Recientemente hemos sabido que la otrora empresa pública ENDESA, la
mayor del estratégico sector eléctrico español hoy en manos de la
empresa pública italiana ENEL, ha repartido un escandaloso dividendo de
15.000 millones de euros. La empresa creció en los años ochenta y
noventa hasta ser privatizada completamente a principios de siglo. Esos
15.000 millones, de no haberse cometido el crimen privatizador, hoy
habrían ido a engrosar las arcas públicas. Lo mismo podemos decir de
Tabacalera, Red Eléctrica, Telefónica, Gas Natural, Repsol, Argentaria,
Aldeasa, Aceralia, CASA y hasta un centenar de empresas que desde 1996
hasta hoy han dejado de contribuir al Erario para hacerlo a la cuenta de
resultados de bancos, cajas y corporaciones multinacionales de los
cinco continentes. ¿Nos ha beneficiado en algo su privatización?
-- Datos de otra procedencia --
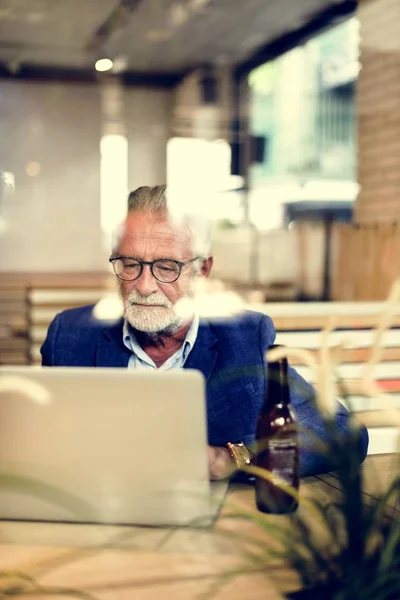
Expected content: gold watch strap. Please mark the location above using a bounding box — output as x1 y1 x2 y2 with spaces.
226 442 251 469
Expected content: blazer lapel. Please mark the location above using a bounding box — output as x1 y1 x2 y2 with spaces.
184 321 218 381
96 319 131 367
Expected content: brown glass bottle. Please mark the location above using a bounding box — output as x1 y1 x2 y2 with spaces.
253 350 300 514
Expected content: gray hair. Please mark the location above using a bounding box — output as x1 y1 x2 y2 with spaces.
128 185 212 258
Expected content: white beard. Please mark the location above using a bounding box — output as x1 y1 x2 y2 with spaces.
124 290 185 334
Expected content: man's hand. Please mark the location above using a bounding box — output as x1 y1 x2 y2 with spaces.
208 446 235 480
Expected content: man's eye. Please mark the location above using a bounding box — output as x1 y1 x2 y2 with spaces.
157 265 176 273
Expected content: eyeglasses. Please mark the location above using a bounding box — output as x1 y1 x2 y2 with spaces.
109 256 201 283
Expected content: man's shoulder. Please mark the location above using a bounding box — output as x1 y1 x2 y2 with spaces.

De
ninguna manera, pero sí y mucho a los beneficiarios de la venta, de la
privatización téngase en cuenta que sólo el dividendo que repartirá
ENDESA cubre las tres cuartas partes de lo obtenido por las ventas de
todas las empresas públicas hasta 2006. Además, esa privatización
salvaje ha permitido, al dejar al Estado sin presencia ninguna en la
banca, las telecomunicaciones, los combustibles o la electricidad, la
formación de oligopolios privados que actúan sin control e imponen
precios según les viene en gana sabedores de su poder y de la impunidad
de que gozan.
Hoy, más que ayer, se impone la gestión pública de los servicios
esenciales como garantía de buena gobernanza, equidad y justa
redistribución de la riqueza, pero además, cada día se hace más
ineludible, ante el abuso de que somos víctimas casi todos por la
tiránica manera de actuar de las grandes corporaciones privadas, la
creación de una banca pública de primer orden –se podría haber hecho con
los restos de Caja Madrid y Caixa Catalunya- que dinamice el crédito a
las pequeñas empresas y las familias; la constitución de un ente público
de energía que demuestre la falacia del déficit tarifario y actúe al
servicio del bien común; la creación de un Servicio Estatal de Farmacia
que combata, en todos los ámbitos, los excesos insoportables y
arruinadores de los grandes laboratorios y el fortalecimiento,
ineludible si queremos ser un país con futuro, de la Enseñanza pública,
laica y de calidad frente al modelo católico que llevamos padeciendo
desde que en el año 560 Recaredo, rey de los visigodos, se convirtió al
cristianismo.
Además de ser un modelo del pasado que sólo actúa al llamado del
beneficio sin riesgo, las privatizaciones, externalizaciones, las
contratas y subcontratas múltiples, están en la raíz de la mayor parte
de los casos de corrupción que asolan nuestro país. Es inexcusable,
pues, dejar bien claro en la próxima Constitución que rija nuestros
destinos, que determinados servicios son exclusivamente de titularidad y
gestión pública. De otro modo, siempre estaremos sumidos en la
prevaricación interminable, pues es ese el delito que comete, entre
otros muchos, el gobernante que privatiza: Tomar una decisión a
sabiendas de que va contra el interés general.